Article
January 13, 2026 · 4 min read timeIn November 2025, Pamela Hill from JetBrains gave a talk titled "10 reasons to try Kotlin Multiplatform" at Nitor’s internal mobile forum. This talk generated significant interest across Nitor, extending beyond just our mobile developers. Let’s dive into the reasons.
We create various digital solutions for our customers, but in the mobile context, we are particularly interested in Kotlin Multiplatform (KMP). Our customers expect the highest quality from us, delivered in a reasonable timeframe. KMP is designed to empower developers with the best possible tooling, enabling them to create optimal, platform-specific solutions as smoothly as possible. For these reasons, we believe that KMP brings value to both Nitor and our customers.
Kotlin Multiplatform gives the following compelling promises:
Avoid code duplication: Minimise redundant code across platforms.
A loved and trusted language: Leverage the power of a modern and widely adopted programming language.
Extensive platform support: Write code that targets a broad range of platforms.
I will now explore each of these points in greater detail below.
Avoid code duplication
The primary benefit and strongest selling point of KMP is its cross-platform capability. This feature directly addresses the major pain points in mobile development: the high cost of maintaining two separate codebases (Android and iOS) and the platform-specific bugs that arise from inconsistent functionality.
By using KMP, developers can share code for components that lack platform-specific requirements. These areas, which are also common sources of errors, include:
Common data models
Data verification logic
The network stack
A loved and trusted language
Kotlin is a modern, pragmatic language designed to enhance developer experience and satisfaction. It embraces both object-oriented and functional programming paradigms, offering features like a strong type system, higher-order functions and built-in null-safety for improved safety and correctness, leading to fewer bugs and crashes.
The language's design focuses on the following core principles:
Readability is prioritised over extreme concision.
The ability to reuse code is valued over mere expressiveness.
Interoperability with existing systems is considered more important than pure originality.
Focus on safety and strong tooling takes precedence over theoretical soundness.
Beyond Android, where it is already used in 99% of the top 1,000 Google Play apps, Kotlin is also widely adopted for server-side development, with first-class support from popular frameworks like Spring.
Extensive platform support
KMP allows developers to write code once and share it across various platforms, notably Android and iOS. This is achieved by compiling the shared code specifically for each target. For instance, the compiled code is DEX bytecode on Android but arm64 machine code on iOS. In effect, it's as if the code were natively written for each platform, but utilises Kotlin instead of platform-specific languages, like Swift for iOS.

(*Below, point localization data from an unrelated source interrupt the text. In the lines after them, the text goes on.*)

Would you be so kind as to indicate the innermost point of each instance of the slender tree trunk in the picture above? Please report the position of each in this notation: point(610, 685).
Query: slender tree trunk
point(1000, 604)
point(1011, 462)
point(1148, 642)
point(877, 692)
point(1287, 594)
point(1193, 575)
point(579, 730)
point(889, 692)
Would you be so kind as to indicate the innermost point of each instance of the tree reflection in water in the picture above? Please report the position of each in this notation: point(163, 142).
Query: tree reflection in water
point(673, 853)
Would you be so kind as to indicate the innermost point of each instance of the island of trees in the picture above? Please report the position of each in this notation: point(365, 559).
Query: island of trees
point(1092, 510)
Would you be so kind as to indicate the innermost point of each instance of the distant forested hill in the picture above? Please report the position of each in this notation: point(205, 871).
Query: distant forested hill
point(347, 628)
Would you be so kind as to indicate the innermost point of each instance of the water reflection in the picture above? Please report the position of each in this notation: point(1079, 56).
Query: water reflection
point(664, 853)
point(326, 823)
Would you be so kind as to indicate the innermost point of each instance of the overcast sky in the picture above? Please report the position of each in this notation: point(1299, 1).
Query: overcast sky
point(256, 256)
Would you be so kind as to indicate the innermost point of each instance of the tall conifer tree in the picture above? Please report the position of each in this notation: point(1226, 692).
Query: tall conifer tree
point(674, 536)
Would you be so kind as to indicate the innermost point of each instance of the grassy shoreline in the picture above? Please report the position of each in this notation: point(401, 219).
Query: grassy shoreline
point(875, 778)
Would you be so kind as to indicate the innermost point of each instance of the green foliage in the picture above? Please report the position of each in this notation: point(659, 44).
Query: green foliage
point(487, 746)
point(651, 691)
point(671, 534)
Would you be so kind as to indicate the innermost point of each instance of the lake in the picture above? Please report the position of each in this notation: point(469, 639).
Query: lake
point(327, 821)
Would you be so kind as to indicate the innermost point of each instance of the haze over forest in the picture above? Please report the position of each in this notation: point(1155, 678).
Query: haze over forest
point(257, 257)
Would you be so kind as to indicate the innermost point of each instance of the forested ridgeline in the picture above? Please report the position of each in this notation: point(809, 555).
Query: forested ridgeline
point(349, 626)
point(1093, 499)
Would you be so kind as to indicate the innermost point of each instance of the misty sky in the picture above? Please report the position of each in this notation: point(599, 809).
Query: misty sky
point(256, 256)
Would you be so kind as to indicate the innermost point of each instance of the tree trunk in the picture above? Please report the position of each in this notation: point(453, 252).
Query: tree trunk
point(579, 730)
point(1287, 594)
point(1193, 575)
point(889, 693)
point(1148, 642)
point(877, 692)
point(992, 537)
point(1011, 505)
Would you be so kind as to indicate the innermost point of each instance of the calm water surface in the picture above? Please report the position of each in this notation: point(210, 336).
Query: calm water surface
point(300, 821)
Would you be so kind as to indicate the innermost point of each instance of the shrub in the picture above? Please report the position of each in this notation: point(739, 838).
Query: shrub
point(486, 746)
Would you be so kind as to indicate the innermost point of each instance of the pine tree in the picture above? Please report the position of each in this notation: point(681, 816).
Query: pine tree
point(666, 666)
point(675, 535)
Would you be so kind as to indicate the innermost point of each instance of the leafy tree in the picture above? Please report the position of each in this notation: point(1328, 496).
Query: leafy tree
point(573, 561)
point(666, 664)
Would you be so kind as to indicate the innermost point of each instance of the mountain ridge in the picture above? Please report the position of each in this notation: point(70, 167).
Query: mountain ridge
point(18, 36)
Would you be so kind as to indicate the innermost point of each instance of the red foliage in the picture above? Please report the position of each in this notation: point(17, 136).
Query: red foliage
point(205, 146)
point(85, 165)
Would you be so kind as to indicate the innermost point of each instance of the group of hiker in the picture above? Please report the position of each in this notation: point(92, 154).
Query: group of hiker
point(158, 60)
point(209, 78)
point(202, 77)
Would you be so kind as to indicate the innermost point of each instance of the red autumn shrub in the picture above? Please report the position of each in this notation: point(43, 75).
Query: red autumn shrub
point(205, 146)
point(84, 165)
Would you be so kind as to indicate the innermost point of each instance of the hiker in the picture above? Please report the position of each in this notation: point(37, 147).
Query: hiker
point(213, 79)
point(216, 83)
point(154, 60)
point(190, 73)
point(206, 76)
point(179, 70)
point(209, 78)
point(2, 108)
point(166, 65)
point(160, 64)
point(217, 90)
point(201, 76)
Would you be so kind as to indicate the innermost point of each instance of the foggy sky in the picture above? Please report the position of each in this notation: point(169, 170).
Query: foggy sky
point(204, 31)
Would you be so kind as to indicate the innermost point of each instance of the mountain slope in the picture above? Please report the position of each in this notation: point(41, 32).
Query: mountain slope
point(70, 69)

Beyond mobile, KMP supports a wide array of target platforms, including:
Mobile: Android, iOS
Desktop: macOS, Windows, Linux
Server: JVM
Web: JavaScript, WASM
How to adopt Kotlin Multiplatform
Introducing new technology in a project inherently carries risk, but this risk should be managed flexibly, starting small to minimise potential issues.
KMP naturally supports this gradual adoption. The shared code begins as a new module or dependency consumed by existing code. An initial value can be achieved immediately by sharing minimal but critical functions, such as data verification (e.g., an email validation function).

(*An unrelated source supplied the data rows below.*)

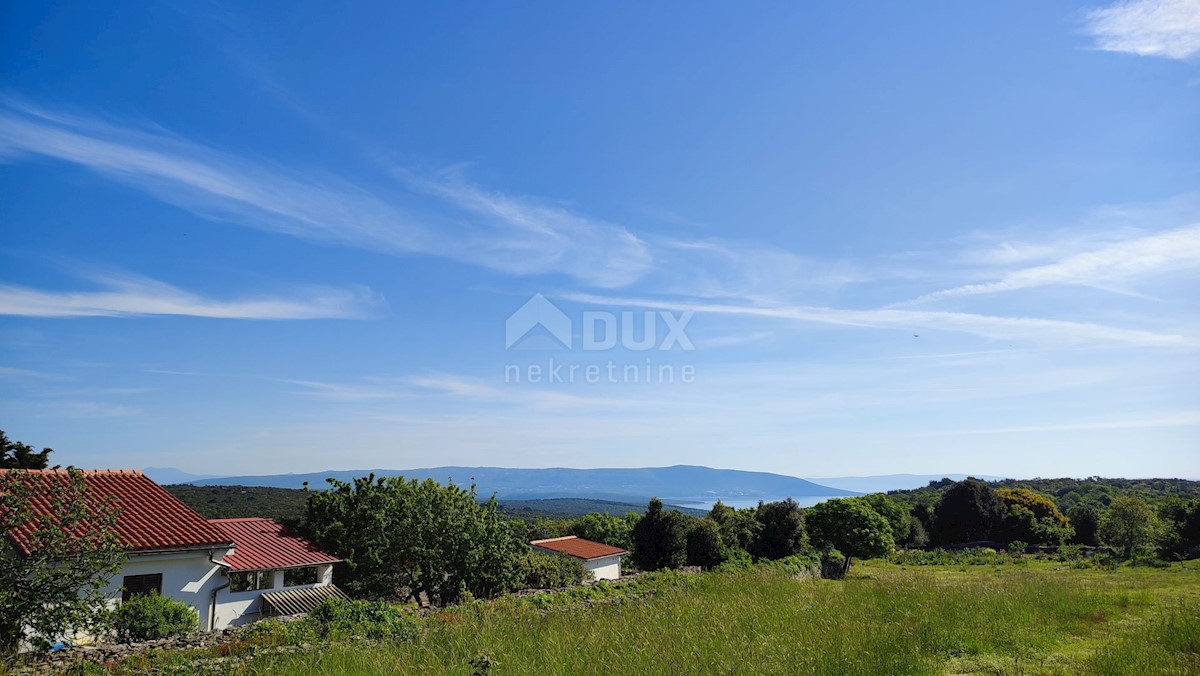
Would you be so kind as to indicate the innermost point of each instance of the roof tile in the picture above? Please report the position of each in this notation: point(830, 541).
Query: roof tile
point(577, 546)
point(262, 544)
point(149, 519)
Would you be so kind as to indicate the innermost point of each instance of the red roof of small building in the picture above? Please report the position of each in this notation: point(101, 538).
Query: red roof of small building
point(579, 548)
point(261, 544)
point(150, 518)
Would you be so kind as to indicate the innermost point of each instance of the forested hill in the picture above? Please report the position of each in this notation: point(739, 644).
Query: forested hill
point(621, 484)
point(287, 504)
point(1069, 492)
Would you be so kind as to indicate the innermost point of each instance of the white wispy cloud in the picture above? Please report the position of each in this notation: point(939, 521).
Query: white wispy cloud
point(528, 235)
point(1149, 28)
point(125, 297)
point(516, 235)
point(1037, 330)
point(1102, 268)
point(1182, 419)
point(457, 387)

From this starting point, more code can be progressively migrated to the shared codebase, including common data objects, network and caching logic, and eventually, entire view models that encapsulate a view’s business logic. Sharing business logic should be the ultimate goal of any cross-platform project. This unification eliminates platform-specific bugs, allowing fixes to be applied simultaneously across all platforms.
With the business logic shared, a platform-specific UI can be built on top, using Jetpack Compose for Android and SwiftUI for iOS. This approach ensures no compromise on the UI layer, allowing for a native, platform-specific feel and maximising performance.
Shared UI
Kotlin Multiplatform also offers the option for true cross-platform user interface (UI) sharing through Compose Multiplatform, allowing the same UI code to target all platforms. Compose Multiplatform is a cross-platform adaptation of the Jetpack Compose UI framework, created by Google, but initially targeting only Android devices. Compose Multiplatform is built on top of the technology from Jetpack Compose and allows to write Compose UI code that will run on all platforms.
This is particularly advantageous when a project prioritises brand requirements over strict adherence to platform-specific UI conventions, which is often the case in real-world scenarios.
Conclusion
Cross-platform solutions have been a recurring theme, dating back to Java's initial promise of "write once, run everywhere." Since then, frameworks like Qt and Xamarin have offered cross-platform support, particularly for mobile development. However, these attempts often felt like a compromise, sacrificing platform-specific advantages to meet a minimal common denominator. While modern options like React Native and Flutter have achieved high adoption rates for valid reasons, they still necessitate trade-offs in certain areas.
Kotlin Multiplatform (KMP) presents a different approach. It finally allows developers to share the common, platform-agnostic business logic while easily integrating platform-specific functionality when required. By building a native, platform-specific UI on top of this shared code, KMP offers a compelling solution, complete with excellent developer and tooling support.